Singapore has gained a reputation for being a "tuition nation", with surveys indicating that students and parents here spend up to $1.1 billion a year on tuition.
Now, the "tuition bug" has caught on among international students too, with tuition centres and agencies here reporting an exponential increase in the number of foreign students from international schools here seeking help for the International General Certificate of Secondary Education or International Baccalaureate (IB) examinations in recent years.
Mr Rum Tan, founder of SmileTutor tuition agency, said fewer than 50 international students had engaged its services back in 2014, making up less than 5 per cent of its total clientele.
But from January to October this year, the number of international students who have been matched with private tutors for one-to-one lessons through the agency has swelled to close to 1,000, or about 20 per cent of its total client base.
The students mostly hail from Britain and Australia, and come from schools such as United World College South East Asia, Anglo-Chinese School (Independent) and Tanglin Trust School.
Three other centres or agencies also report similar trends.
Tuition supplements regular schooling
FEELING THE HEAT
Students (who) were formerly segregated from each other are now in direct competition, both for spaces in schools and for applications to university, and this would have led to the spread of the tuition culture.
DR YUEN WEI HAO, head of operations for the Singapore branch of tuition agency Elite IB Tutors, on the tuition trend.
FILLING IN GAPS
There's not enough time in the day (for the school) to teach everything it needs to teach.
PROFESSOR ANDREW DELIOS, whose 15-year-old son studying in an international school here has been attending tuition classes for maths for the past few years.
Mr Taimoor Ghazanfar, owner of Student's Inn, which has two outlets, in Orchard and one-north, said it started out with 15 international students taking tuition for IB in 2004. Now, there are about 300 of them.
Quintessential Education, which provides IB tuition, reported a 50 per cent increase in the number of its international students from last year, while international students made up six in 10 of the students who engaged the services of tuition agency Elite IB Tutors last year.
Dr Yuen Wei Hao, head of operations for the Singapore branch of Elite IB Tutors, said the increased popularity of the IB programme here may have contributed to this trend.
Some local international schools offering the IB programme, such as St Joseph's Institution International, see a mix of both local and foreign students.

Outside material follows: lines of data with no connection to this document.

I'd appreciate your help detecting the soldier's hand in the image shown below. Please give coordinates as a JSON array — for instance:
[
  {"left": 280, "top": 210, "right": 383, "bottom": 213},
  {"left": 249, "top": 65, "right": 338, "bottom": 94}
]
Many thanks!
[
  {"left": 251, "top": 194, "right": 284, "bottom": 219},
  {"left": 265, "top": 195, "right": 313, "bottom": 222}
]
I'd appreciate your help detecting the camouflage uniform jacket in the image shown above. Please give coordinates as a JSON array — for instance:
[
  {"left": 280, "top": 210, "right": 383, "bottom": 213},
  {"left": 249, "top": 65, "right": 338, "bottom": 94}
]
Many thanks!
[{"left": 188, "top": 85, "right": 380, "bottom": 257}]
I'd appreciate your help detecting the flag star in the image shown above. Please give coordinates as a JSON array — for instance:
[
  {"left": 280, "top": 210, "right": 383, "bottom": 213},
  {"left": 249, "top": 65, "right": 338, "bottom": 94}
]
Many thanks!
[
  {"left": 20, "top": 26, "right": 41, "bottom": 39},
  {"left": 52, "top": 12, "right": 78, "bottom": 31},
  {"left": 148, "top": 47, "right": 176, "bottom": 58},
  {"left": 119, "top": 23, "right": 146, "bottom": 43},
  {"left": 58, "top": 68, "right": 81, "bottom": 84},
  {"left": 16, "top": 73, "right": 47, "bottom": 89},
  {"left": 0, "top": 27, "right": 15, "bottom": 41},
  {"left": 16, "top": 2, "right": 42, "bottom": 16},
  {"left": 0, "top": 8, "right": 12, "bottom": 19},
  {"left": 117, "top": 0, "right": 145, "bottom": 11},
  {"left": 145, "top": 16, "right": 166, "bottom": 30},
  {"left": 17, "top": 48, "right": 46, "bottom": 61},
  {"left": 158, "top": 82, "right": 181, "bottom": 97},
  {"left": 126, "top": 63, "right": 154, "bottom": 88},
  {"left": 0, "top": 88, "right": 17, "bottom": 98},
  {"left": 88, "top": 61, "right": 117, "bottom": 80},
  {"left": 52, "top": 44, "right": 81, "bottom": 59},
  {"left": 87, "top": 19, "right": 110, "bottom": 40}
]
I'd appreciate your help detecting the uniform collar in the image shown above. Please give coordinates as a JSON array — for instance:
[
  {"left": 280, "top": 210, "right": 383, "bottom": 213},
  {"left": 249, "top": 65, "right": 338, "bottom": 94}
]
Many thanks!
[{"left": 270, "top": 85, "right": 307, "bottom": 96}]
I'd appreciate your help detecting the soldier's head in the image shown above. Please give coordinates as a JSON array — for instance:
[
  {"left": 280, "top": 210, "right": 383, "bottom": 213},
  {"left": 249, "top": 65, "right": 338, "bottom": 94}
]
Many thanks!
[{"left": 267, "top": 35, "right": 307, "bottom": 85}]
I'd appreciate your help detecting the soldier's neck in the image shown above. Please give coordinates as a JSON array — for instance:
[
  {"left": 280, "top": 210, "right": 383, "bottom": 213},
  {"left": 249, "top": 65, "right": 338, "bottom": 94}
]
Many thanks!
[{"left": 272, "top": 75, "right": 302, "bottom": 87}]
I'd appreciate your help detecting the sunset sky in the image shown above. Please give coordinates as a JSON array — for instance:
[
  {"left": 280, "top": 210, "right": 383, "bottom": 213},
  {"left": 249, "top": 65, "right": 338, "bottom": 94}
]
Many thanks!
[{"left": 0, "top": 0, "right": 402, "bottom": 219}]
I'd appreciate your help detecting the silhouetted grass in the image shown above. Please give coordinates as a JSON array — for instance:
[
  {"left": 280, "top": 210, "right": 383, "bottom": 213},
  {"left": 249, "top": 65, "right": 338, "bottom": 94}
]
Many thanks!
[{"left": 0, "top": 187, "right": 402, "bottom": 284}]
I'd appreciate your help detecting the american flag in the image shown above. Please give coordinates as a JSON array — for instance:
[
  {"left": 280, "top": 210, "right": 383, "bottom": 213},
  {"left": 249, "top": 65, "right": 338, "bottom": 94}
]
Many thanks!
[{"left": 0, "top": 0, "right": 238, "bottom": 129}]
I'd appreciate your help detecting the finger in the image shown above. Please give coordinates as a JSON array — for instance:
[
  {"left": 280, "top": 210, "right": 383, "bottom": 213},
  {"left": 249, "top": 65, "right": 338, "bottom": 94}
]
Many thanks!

"Students (who) were formerly segregated from each other are now in direct competition, both for spaces in schools and for applications to university, and this would have led to the spread of the tuition culture from local to international students and families," noted Dr Yuen.
Mr Shaun Lim, a partner at Quintessential Education, said the "kiasu" (Hokkien for "a fear of losing out") culture may have caught on among international students, given that the curricula in schools have become "increasingly diverse and complicated".
However, Dr Yuen added that unlike many local students, most international students that he sees are not getting tuition for the sake of it, and are merely hoping to address gaps in their knowledge at school.
Mr Sachin Thukral, 43, who works in an IT company, has a 15-year-old daughter in an international school here who has taken tuition for mathematics and a few other subjects.
"She was already good in her studies, but because there was a change in academic expectations and the style of teaching in the new system, she needed some extra help," he said.
Even though tuition is not unheard of in his native India, he said that it is more common here.
"I see a lot more kids going for tuition here, and (the tuition industry) in Singapore is much more organised."
Professor Andrew Delios, who teaches at the National University of Singapore's business school, said that his 15-year-old son, who studies in an international school here, has been attending tuition classes for maths for the past few years.
The Canadian said that his main motivation for sending his child for tuition was not for fear of losing out to others, but about making sure that he has extra time to focus on subjects in his core curriculum that he is weak in.
"There's not enough time in the day (for the school) to teach everything it needs to teach."